From this standpoint, the indigenous then appears not only as a political subject but as a subject of power, of command, of sovereignty. In its initial stage, this discourse took the form of a pan-indigenism, in that it refers to a common Indian identity that extends throughout the continent, with small regional variants. This transnational view of the indigenous civilising structure can be considered expansive of the imagined community insofar as it goes beyond the classic localism of the indigenous demand; yet, at the same time, it presents a weakness in that it minimises the actual differences among the indigenous peoples and the different strategies for integration, dissolution or resistance opted for by each indigenous nationality from among the many republican regimes established since the last century.

That is why a second stage, a current within this indianista component headed by Felipe Quispe and the Ayllus Rojos organisation, made two new contributions. On the one hand, the recognition of a Bolivian popular identity, the product of centuries of bastardised cultural and working-class mestizaje in various urban and rural zones. From this new standpoint, the forms of Bolivian popular identity, such as working class identity, and to some degree the campesino identity in certain regions, appear as collective subjects with which it is necessary to design policies of alliance, agreements of mutual recognition, etc. That was the political significance of the so-called theory of the “two Bolivias”.

The second contribution of this discourse is the specificity of the Aymara indigenous identity. The Aymara Indian appears clearly as a collective identity and as a political subject heading toward self-government, self-determination. Its importance lies in its ability to centre the discourse in specific territorial settings, in verifiable population centres and more compact and effective institutional systems of power and mobilisation than those of pan-indianismo. That it why it can be said that on the basis of this discursive formation, the Indian and indianismo become a strictly national discourse, the discourse of the Aymara indigenous nation.

State co-option

The second period in the construction of the national indigenous discourse is the period of state co-optation. This began in the late 1980s, in periods characterised by a major political frustration of intellectuals and activists in the indigenous movement, insofar as its hopes of converting the strength of the unionised indigenous mass into an electoral force did not yield the anticipated results.

(...) At a time when the society and the parties of the Marxist left were witnessing the brutal disintegration of the identity and strength of the organised working class, the adoption and re-elaboration of an ethnicist discourse appeared to them as an alternative option in those subjects considered most receptive. Hence the conceptual structure with which this declining left appropriated the indigenous discursive construction failed to capture the entirety of the logical structure of this proposal, which had required a dismantling of the colonial and vanguardist framework that characterised the left at that time.

(...) The MNR is the political party which, with greater clarity, detected the significance of the discursive formation of an indigenous nationalism. It viewed it as a danger, as it did the difficulties being experienced by the indigenous movement.
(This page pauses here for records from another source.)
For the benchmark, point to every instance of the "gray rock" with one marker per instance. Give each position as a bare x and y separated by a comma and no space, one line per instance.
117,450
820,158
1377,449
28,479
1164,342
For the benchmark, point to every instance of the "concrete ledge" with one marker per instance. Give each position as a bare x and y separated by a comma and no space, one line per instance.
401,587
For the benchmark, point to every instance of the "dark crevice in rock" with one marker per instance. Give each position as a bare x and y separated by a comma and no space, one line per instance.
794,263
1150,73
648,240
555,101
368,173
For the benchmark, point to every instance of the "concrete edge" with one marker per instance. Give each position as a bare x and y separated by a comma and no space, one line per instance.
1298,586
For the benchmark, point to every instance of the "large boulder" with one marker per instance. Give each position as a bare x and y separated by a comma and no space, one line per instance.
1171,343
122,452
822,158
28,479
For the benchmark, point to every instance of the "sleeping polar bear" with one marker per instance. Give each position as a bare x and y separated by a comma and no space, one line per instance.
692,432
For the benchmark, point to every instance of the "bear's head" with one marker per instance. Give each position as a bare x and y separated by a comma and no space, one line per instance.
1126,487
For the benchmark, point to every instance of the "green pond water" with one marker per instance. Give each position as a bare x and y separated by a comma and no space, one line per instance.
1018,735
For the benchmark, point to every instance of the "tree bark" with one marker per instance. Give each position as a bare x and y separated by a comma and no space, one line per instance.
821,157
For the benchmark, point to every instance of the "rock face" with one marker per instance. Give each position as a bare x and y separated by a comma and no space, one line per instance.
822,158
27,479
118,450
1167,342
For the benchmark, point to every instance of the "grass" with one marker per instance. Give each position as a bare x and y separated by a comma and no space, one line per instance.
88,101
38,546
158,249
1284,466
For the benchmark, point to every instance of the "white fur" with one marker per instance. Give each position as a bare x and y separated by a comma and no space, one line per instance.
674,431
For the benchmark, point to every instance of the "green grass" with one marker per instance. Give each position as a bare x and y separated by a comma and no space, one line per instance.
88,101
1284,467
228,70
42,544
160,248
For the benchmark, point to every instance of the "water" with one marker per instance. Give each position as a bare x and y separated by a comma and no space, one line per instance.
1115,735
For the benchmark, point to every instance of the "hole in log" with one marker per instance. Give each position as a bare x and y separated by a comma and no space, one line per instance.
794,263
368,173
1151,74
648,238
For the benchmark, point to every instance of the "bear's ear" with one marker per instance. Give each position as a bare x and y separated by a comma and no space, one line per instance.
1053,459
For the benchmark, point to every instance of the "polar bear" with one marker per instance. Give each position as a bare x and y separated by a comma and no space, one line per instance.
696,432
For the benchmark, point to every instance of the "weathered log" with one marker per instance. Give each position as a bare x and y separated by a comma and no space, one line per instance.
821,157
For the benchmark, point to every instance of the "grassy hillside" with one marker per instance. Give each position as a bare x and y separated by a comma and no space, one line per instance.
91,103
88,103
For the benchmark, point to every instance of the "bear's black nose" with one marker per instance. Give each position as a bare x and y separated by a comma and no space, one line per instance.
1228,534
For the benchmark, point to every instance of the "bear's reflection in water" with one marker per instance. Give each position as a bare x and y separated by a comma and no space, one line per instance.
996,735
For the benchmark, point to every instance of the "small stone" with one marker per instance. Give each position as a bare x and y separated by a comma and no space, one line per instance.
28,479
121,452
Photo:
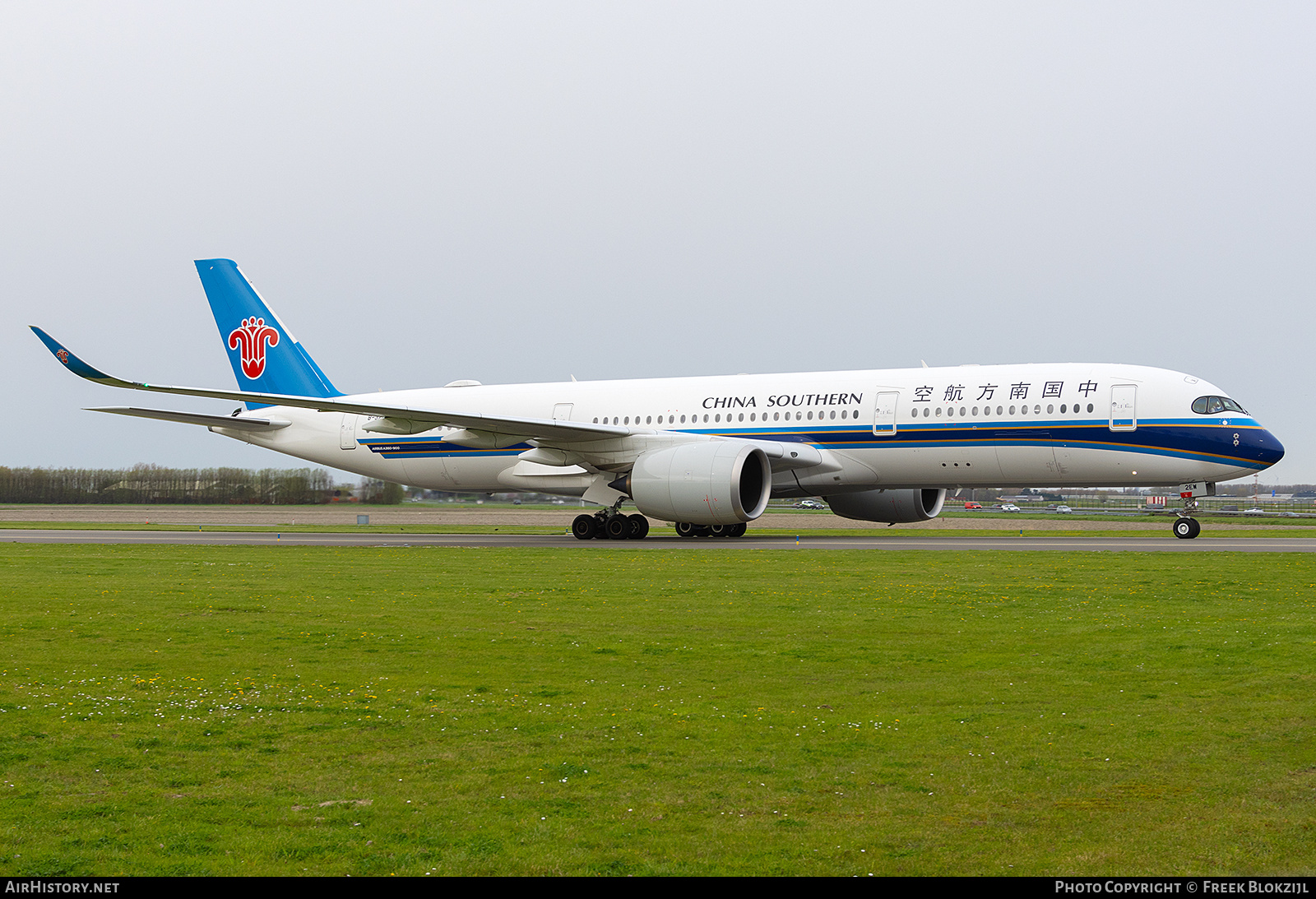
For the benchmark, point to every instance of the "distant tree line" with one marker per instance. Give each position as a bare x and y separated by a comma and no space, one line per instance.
151,484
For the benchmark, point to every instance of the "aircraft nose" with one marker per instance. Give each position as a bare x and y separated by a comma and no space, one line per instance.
1263,447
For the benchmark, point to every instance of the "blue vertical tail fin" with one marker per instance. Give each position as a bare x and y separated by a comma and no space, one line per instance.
265,355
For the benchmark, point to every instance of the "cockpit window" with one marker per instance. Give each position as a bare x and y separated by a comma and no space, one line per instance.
1215,405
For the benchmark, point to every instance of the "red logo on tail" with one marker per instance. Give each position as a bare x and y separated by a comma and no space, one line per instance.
253,336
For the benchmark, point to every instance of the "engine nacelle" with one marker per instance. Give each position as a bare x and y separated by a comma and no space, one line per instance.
892,506
719,482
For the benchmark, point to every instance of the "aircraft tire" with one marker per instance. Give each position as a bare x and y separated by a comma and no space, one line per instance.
638,526
585,526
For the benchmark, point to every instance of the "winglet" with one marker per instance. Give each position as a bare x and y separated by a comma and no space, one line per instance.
72,362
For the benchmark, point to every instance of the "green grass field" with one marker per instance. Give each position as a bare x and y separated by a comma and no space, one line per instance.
175,710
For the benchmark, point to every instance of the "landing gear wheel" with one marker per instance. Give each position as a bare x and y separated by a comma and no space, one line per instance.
618,526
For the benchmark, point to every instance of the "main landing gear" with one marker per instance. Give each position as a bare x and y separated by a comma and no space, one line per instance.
1186,528
609,524
686,530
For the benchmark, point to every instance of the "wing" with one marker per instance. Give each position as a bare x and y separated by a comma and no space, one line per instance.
548,429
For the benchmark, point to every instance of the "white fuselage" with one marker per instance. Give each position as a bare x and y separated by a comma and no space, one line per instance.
1063,424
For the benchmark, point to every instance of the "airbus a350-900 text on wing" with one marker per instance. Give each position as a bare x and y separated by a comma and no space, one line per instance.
708,453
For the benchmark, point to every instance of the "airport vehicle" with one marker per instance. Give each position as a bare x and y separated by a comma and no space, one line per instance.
708,453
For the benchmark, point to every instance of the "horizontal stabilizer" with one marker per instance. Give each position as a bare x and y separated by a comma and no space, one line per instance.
548,429
229,421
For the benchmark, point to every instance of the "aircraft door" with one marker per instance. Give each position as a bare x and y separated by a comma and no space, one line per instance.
1124,415
885,414
348,432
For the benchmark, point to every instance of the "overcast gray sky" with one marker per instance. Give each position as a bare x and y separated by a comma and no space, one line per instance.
526,191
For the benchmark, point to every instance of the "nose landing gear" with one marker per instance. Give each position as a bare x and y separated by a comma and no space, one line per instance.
1188,526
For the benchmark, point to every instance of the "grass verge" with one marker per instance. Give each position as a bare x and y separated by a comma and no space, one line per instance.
170,710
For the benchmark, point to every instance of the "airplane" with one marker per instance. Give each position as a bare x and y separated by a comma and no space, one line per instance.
708,453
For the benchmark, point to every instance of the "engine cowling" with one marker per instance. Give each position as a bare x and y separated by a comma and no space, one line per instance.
719,482
890,506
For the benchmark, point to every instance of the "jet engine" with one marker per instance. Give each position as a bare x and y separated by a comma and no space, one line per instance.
892,506
719,482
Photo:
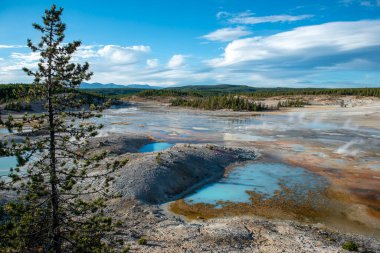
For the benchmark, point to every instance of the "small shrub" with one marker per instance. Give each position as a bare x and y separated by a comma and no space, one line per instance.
142,241
210,147
125,250
350,246
158,158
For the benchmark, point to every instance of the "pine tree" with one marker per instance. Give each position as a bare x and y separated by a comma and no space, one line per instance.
59,185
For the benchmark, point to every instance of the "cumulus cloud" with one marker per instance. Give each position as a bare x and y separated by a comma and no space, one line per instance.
152,63
248,18
11,46
366,3
176,61
227,34
122,55
306,43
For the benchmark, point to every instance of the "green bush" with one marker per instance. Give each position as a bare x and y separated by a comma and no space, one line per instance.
142,241
350,246
125,250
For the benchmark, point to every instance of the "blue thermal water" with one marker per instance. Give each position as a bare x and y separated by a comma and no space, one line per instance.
262,178
6,163
154,147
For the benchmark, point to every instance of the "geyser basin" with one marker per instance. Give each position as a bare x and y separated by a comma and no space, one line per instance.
155,147
6,163
265,179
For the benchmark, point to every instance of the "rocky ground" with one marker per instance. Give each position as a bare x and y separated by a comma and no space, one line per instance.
151,179
165,232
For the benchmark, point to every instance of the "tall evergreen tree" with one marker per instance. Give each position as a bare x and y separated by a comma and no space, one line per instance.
59,184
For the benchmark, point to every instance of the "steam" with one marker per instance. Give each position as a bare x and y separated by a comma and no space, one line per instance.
348,148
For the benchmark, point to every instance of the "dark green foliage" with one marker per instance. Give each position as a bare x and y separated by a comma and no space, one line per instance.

Through the alliance with Victor Hugo Cárdenas and a series of intellectuals and activists in the indigenous movement, the MNR converted a rhetorical recognition of the country’s multicultural character into state policy, while the Law of Popular Participation created mechanisms of local upward social mobility that could absorb the discourse and action of a good share of the increasingly discontented indigenous intellectual milieu.

The application of the Law of Popular Participation, while it did contribute in some cases to a notable strengthening of the local union organisations that had managed to establish themselves electorally on the national scene, can also be seen as a fairly sophisticated mechanism of co-option of local leaders and activists, who were beginning to turn and support their struggles and their organisational forms around the municipalities and indigenous bodies expressly created by the state. The autonomous indigenous identity that had been formed since the 1970s, built upon the organisational structure of the “unions”, thus came up against a kaleidoscopic fragmentation of identities of ayllus, municipalities and “ethnicities”.

(...) With the exception of the Great March of 1996 in opposition to the National Institute of Agrarian Reform law, the social protagonism of the social struggles had been displaced from the Aymara altiplano to the coca farming zones of Chapare, where the predominant campesino-type discourse was complemented by some indigenous cultural components.

The indianismo of the 1990s

The third period of this new indianista cycle can be characterised as a strategy for power and it developed in the late 1990s and the beginning of the 21st century. Indianismo ceased to be a vestigial ideology of resistance to domination and expanded to become a proto-hegemonic conception of the world attempting to mount a challenge for the cultural and political leadership of society to the neoliberal ideology that had prevailed during the eighteen previous years. In fact, it can now be said that the most important and influential emancipatory conception of the world in the present political life of the country is indianismo, the discursive and organising nucleus of what can today be termed the “new left”.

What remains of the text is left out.